Wayne Friedt was arrested on drug and gun charges. Rather than face life in prison he decided to kill himself after the men in his cell were asleep. As he waited for his moment he listened to a conversation between two inmates. Career criminal Buddy Franklin stated, “Cliff Maple, eternity is out there somewhere, farther than your mind can comprehend; it began when you were born…. Your existence on this planet is nothing more than a vapor, it appears for a moment and then like a flash it’s over—but eternity keeps on going forever and ever. Now, I don’t know if the Bible is true …, but if there’s one chance in a thousand it is; a man would be a fool to take his own life and spend eternity in hell.”
Franklin’s words were sobering, causing Wayne to think about what happens after death. Friedt was not a Bible person but he reasoned that the odds of the Bible being true were just as great as the odds of it being false. Until he could ascertain with certainty that the Bible was not true and he was positively certain that this life was all there is—he thought it would be foolish to kill himself and awaken to an uncertain eternity. Wayne decided not to gamble because he felt the odds for life after death were just as good as the odds for nothing after death. Eight months later while out of jail on bond he had forgotten about odds, hell and eternity. Prison was inevitable and life for this twenty-year-old felon was pointless. As he sat on the bed in his small garage apartment in a state of depression, Wayne revisited the idea of shooting himself in the head. Excitement swelled, something he had not felt before, an eagerness to die dominated his thinking; a bullet was how he would escape the predators in prison.
Just a few simple steps—get up, grab the pistol, pull the trigger and BAM!!!! More than once he had pressed the cold steel of a gun against his temple, but tonight he was going to do it. Before grabbing his gun there was one thing he had to do; ask God a question, “What is hell like?” He had heard about the burning lake of fire.
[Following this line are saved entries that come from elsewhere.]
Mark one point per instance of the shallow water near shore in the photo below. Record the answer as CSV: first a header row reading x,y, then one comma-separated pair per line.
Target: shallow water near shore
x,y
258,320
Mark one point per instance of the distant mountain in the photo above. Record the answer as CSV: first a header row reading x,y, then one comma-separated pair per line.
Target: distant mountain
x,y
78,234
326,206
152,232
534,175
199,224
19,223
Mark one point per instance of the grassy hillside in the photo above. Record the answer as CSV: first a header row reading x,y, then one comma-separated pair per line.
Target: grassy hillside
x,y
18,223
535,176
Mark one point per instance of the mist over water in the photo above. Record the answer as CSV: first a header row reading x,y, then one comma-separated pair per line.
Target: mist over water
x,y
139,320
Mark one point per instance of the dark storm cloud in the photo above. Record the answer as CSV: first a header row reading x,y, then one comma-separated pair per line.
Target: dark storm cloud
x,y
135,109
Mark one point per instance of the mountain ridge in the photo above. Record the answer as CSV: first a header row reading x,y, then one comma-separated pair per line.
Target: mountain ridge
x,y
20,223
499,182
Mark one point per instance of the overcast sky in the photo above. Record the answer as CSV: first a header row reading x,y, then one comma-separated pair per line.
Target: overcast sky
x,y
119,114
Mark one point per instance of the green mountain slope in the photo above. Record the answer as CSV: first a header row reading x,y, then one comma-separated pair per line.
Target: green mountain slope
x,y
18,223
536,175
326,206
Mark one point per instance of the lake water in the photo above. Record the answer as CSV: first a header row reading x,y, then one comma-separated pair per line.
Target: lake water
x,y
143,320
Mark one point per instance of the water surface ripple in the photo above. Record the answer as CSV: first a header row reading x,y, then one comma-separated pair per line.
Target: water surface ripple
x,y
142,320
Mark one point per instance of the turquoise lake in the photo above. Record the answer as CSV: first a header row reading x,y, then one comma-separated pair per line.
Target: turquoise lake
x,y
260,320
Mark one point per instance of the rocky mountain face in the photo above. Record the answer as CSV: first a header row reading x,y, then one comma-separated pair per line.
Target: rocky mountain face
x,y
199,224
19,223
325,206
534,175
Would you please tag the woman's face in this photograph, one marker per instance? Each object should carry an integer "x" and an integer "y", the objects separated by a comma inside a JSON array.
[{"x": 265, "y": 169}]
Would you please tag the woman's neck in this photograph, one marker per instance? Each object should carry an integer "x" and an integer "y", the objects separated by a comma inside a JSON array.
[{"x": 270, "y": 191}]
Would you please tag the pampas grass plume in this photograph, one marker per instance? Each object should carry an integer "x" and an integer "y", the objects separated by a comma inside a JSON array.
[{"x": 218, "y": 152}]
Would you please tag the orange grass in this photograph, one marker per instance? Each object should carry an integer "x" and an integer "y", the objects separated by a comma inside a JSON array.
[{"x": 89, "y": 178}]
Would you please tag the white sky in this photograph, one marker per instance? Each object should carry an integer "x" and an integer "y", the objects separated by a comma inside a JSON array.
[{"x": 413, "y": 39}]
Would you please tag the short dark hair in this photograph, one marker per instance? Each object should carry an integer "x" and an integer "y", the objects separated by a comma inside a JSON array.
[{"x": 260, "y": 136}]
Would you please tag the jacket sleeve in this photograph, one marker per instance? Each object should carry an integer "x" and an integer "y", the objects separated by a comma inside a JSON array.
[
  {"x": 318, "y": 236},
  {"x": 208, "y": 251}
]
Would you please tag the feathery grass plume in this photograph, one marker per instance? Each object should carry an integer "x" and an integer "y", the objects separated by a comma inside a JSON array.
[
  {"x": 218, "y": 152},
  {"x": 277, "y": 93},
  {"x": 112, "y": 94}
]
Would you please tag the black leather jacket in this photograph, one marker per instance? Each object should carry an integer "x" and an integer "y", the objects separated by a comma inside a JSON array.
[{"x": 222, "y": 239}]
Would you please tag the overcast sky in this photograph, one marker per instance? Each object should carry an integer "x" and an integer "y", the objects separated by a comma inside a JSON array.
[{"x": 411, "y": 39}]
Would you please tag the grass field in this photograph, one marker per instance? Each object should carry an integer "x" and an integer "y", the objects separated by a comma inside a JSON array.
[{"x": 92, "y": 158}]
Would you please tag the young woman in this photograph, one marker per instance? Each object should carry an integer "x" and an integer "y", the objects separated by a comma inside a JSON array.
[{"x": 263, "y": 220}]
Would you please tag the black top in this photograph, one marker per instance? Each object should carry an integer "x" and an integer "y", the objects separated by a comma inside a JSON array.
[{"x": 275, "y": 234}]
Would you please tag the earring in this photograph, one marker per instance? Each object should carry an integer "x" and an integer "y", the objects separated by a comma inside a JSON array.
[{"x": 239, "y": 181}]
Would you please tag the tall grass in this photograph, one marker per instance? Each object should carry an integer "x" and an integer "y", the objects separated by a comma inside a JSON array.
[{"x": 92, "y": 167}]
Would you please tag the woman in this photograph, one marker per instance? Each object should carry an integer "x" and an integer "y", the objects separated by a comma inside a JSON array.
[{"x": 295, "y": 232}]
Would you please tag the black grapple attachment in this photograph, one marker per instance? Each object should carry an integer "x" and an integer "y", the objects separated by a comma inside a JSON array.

Wayne waited for God to answer. He didn’t. So he asked God another question, “To what can I compare Hell?” Silence. As Wayne stood to his feet to kill himself, suddenly millions of goose bumps popped up all over his body, a tangible and invisible cloud of something dropped down on him. He saw himself. It was as if his spirit departed from his body and he was looking at himself through a hole in the ceiling. He felt naked and vulnerable; his fearless tough guy gun packing thug attitude vanished. Sorrow and compassion welled up within him—Wayne felt sorry for himself, that pathetic broken confused man sitting there. God did answer him in a moment of divine revelation.
It was if God was saying, “Even if you cannot comprehend the horrors of hell, here is glimpse of the hopelessness of eternity without Me, an existence offering no hope of reprieve.” Wayne did not pull the trigger; realizing that suicide would not solve his problem; it would only serve to make it infinitely worse. Sometime later he became a follower of Jesus. God miraculously intervened in his trial and to the astonishment of all familiar with his case; he did not go to prison. For over four decades Pastor Wayne has preached the Gospel telling thousands and thousands of people his story. So if you are distraught do not pull that trigger—don’t take your life. Suicide is not your answer; it will tragically transform a curable affliction into a terminal disease.